I have two networks, target_value and value_state dict.
I am trying to update parameters of the target_value network, I want the update to be a smoothed version of target_value and value_state. I have the following code, which works well if my networks do not contain a batch normalisation layer.
def update_network_parameters(self, tau=None): if tau is None: tau = self.tau target_value_params = self.target_value.named_parameters() value_params = self.value.named_parameters() target_value_state_dict = dict(target_value_params) value_state_dict = dict(value_params) for name in value_state_dict: value_state_dict[name] = tau*value_state_dict[name].clone() + \ (1-tau)*target_value_state_dict[name].clone() self.target_value.load_state_dict(value_state_dict)

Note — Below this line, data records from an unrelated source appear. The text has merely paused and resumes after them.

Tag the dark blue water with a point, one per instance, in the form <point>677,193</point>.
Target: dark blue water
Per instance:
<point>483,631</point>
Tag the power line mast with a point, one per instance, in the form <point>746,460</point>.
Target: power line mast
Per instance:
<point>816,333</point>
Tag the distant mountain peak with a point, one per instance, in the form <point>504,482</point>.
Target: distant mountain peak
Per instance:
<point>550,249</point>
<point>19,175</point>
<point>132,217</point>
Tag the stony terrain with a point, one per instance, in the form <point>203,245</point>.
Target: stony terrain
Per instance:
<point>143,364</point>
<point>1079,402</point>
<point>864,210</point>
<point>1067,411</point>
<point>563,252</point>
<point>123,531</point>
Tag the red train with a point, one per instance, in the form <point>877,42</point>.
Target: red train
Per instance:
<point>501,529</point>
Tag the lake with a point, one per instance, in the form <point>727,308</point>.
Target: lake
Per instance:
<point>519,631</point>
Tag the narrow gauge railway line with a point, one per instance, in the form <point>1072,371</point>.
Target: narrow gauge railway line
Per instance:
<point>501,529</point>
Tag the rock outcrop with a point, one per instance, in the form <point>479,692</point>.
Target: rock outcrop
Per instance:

However, once I include the batch normalisation layers, I am returned with the following error:
RuntimeError: Error(s) in loading state_dict for ValueNetwork: Missing key(s) in state_dict: "feature_extractor.extractors.price_features.co1.bn1.running_mean", "feature_extractor.extractors.price_features.co1.bn1.running_var", "feature_extractor.extractors.price_features.co2.bn1.running_mean", "feature_extractor.extractors.price_features.co2.bn1.running_var"
I understand that the error is present since calling
.named_parameters() will not load the batch norm state dict.
My question’s are:
- After performing the smooth update of parameters, what is the correct way to update the batch norm statistics i.e. running mean and running_var
- Are you able to able provide some code snippet so I can understand how to do the above
p.s. @ptrblck I saw a similar topic you replied to in the past, however, I can no longer find the thread.